An international polling firm recently asked citizens of each of the G7 countries to identify their most reliable source of information about the novel coronavirus outbreak. In France, Germany, Italy and Japan, the top choice was “TV news,” while the largest number of Americans chose their doctors and health care providers.
In Canada, a plurality — 30 per cent — said their most trusted source was “government/politicians,” a figure rivalled only by the 28 per cent of British citizens who said the same about their political leaders. In the United States, just 10 per cent identified government and politicians as their preferred source of information.
Whatever goodwill Canadian officials have won over the last two months could become all the more valuable now as the country moves into a new phase of the crisis. But that trust and unity also might become much harder for governments to maintain — particularly if we’re already seeing the start of the first real political divisions of the pandemic.
The recent uptick in support and approval for elected leaders doesn’t necessarily mark a reversal of the long-term trend toward declining levels of trust in Western societies. “When we’re anxious,” one American political scientist said recently, “we need to put our trust in someone to protect us.”
How governments earn trust
But it does at least suggest we’re still capable of trusting political leaders. And there are also probably some good reasons for this warming trend in public trust.
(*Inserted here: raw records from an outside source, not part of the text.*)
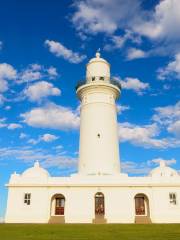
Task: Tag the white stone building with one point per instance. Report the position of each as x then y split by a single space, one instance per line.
99 192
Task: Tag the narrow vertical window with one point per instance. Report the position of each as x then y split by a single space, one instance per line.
27 198
172 198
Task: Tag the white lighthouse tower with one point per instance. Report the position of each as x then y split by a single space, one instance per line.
99 148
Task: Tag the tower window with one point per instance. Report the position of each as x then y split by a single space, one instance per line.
172 198
27 198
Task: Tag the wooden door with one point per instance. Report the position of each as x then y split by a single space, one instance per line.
59 207
140 205
99 204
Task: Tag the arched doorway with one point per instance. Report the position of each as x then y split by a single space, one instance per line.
99 204
99 208
142 212
57 208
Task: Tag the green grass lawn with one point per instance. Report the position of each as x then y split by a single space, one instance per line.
89 232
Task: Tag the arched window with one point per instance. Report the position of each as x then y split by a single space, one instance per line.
99 204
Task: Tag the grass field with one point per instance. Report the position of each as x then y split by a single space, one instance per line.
89 232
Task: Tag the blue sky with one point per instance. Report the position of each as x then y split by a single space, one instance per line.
44 47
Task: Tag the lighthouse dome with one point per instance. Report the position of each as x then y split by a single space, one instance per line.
97 69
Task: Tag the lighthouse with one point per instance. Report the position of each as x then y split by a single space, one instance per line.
98 145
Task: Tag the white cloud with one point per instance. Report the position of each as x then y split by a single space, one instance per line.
1 220
7 72
23 136
135 168
52 71
169 117
168 114
163 23
1 45
48 137
45 138
2 122
145 136
2 98
52 116
13 126
29 155
7 108
34 72
160 24
134 53
40 90
117 42
97 16
31 73
175 128
143 168
171 70
166 161
134 84
122 108
60 50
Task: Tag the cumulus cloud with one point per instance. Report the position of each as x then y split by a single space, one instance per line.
133 84
35 72
13 126
40 90
163 23
52 71
58 159
3 122
1 45
122 108
97 16
169 117
59 50
166 161
48 137
134 53
52 116
7 72
45 138
2 98
160 24
172 70
135 168
117 42
145 136
23 135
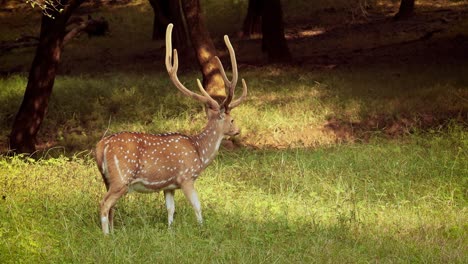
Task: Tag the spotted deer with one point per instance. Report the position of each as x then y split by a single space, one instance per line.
150 163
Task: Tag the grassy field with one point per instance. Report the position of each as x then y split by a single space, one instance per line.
362 161
384 201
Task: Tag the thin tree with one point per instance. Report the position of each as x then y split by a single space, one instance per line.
165 12
42 74
270 15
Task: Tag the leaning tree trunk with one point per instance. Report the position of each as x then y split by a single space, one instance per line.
204 49
41 80
406 9
273 40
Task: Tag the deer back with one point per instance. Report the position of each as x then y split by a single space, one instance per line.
146 162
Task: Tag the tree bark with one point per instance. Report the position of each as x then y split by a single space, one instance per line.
273 40
165 12
406 9
41 80
204 49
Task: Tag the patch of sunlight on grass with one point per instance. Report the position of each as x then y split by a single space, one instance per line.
384 200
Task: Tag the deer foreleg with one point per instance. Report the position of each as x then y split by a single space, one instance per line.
107 204
191 195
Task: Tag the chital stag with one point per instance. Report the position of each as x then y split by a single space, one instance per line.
150 163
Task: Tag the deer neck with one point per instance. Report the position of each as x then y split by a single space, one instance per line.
209 140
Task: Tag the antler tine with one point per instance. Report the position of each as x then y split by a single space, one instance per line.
172 64
231 85
240 99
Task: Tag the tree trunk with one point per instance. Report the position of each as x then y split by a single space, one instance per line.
252 19
406 9
165 12
273 40
161 18
41 80
204 49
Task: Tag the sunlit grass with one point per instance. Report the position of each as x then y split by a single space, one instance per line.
383 201
292 193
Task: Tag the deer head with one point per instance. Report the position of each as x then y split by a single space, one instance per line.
150 163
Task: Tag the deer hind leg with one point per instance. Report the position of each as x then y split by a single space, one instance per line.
107 210
170 205
191 195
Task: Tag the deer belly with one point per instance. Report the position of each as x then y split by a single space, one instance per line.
145 186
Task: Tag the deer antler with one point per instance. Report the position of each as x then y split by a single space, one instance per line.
231 85
172 70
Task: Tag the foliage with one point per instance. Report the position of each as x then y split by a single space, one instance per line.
48 7
385 201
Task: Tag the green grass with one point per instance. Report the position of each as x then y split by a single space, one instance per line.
294 192
384 201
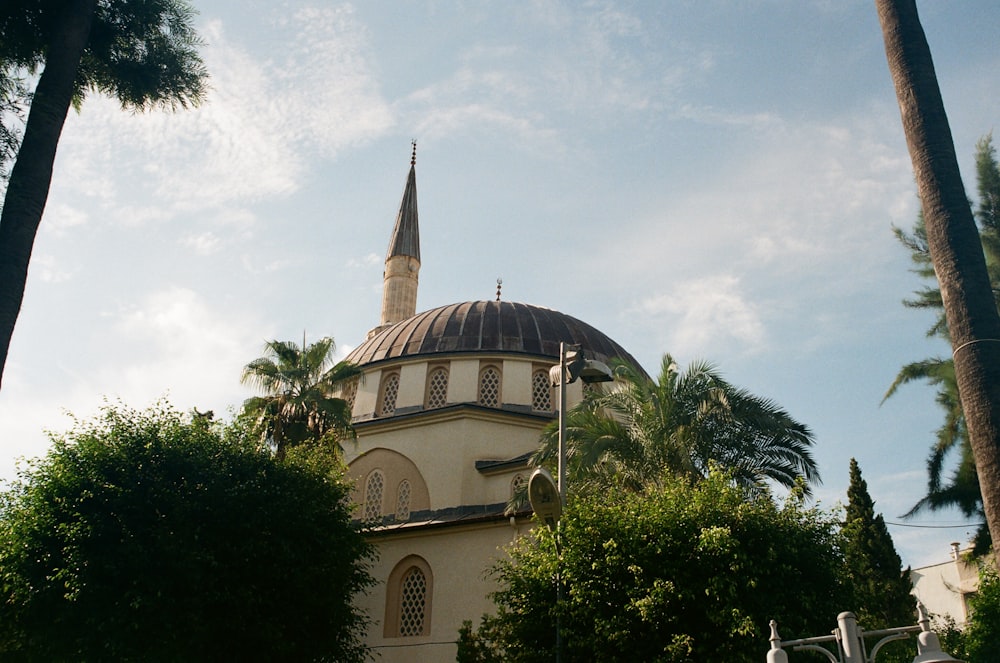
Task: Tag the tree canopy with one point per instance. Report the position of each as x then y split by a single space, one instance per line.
151 536
682 572
642 431
298 405
879 585
952 481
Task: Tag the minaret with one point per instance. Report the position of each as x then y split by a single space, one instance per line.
402 261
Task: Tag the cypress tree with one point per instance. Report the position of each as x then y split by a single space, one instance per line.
880 589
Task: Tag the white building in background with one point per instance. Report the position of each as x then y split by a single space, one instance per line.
945 588
450 405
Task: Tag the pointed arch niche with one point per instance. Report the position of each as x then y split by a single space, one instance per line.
409 595
404 490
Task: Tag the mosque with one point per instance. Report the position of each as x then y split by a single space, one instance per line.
449 406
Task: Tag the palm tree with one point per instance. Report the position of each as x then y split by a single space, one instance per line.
953 239
682 424
299 406
141 52
960 488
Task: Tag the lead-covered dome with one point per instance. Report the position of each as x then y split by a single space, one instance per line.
487 326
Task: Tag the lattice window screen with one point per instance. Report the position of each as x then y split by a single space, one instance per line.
374 489
390 389
437 388
412 603
349 392
541 391
489 387
403 501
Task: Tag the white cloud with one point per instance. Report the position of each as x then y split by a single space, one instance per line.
48 269
254 137
703 313
204 244
59 218
172 333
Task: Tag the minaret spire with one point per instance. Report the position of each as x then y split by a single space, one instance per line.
402 260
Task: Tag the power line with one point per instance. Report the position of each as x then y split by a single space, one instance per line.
936 526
Non-partisan health officials — people with real expertise — have been put front and centre by Canadian governments to explain what is happening and what needs to be done. Federal and provincial political leaders have repeated consistent messages that echo the experts’ advice. Citizens have been asked to make significant sacrifices, but governments have cushioned that hardship with extra support that has, for the most part, been delivered expeditiously.
Each of those pieces reinforces the other to build trust and hold things together. A sense of common cause — “stronger together” — might one day be remembered as the defining feeling of the first two months of the pandemic in Canada.
But what if shutting down most of the economy and largely confining people to their homes was the easy part?
How safe do you feel, Canada?
Maintaining public trust will be even more vital now. Though the premiers and the federal government have started to lay out plans and principles for “reopening” society, the resumption of economic activity is going to depend on people feeling it’s safe enough to go into stores, restaurants and schools.
As British Columbia Premier John Horgan pointed out this week, “all of the businesses that have been shuttered could open tomorrow and if the public, the consuming public, is not confident in their personal well-being, they’re not going to enter those establishments.”
To that end, the Ontario government has released a series of new guidelines for businesses and has promised that provincial inspectors will enforce those standards.
Still, the potential for new outbreaks remains; federal modelling continues to assume that there will be periodic bumps in the infection rate throughout the fall and winter. Enhanced testing and contact tracing may limit the impact of those outbreaks, but Alberta Premier Jason Kenney said this week that his province’s plan will be subject to change and, in some cases, restrictions may have to be re-imposed.
We’re sharing the costs — but not the risks
While provinces aligned their approaches to shutting down schools and businesses fairly quickly, there is a risk now that provincial approaches could start to diverge — as exemplified by Quebec’s relatively aggressive plan to reopen schools in May.
Just as the virus has exposed vulnerabilities in the health care system, particularly for elderly Canadians in long-term care centres, the reopening could also expose inequalities in work and life — between those who have access to child care and those who don’t, those who can afford to stay home and those who can’t, and those whose jobs put them at greater risk and those who are relatively safe. Already, there have been serious outbreaks in a meat processing plant in Alberta and among migrant workers at a farm in Ontario.
“I think there will be an emerging divide between people who can choose when and how much to change their social distancing and those who can’t,” said Jennifer Robson, a professor and policy analyst at Carleton university and one of a number of academics to be consulted by the federal government.
Political tensions start to rise
There’s also a political split opening up over the possibility that government aid to the unemployed might be discouraging people from returning to work.
Manitoba Premier Brian Pallister said this week that his province is “fighting against a federal program that is actually paying people to stay out of the workforce right now” — an apparent reference to the federal supports that provide up to $2,000 per month to those who are out of work because of COVID-19.
In fact, for most Canadians, the most powerful incentive to stay home probably will continue to be a highly contagious and deadly virus. But if a significant number of businesses aren’t able to find people willing to work, the role and design of government aid could become a significant point of contention.
The tools that have served governments well so far — transparency, regular updates, readily available financial supports and actions based on an abundance of caution — might continue to be useful in the weeks ahead. Opinion polling also suggests that Canadians are in no great rush to reopen the economy.
But the longer this virus is with us, the more things will emerge with the potential to grind away at public trust and break things apart.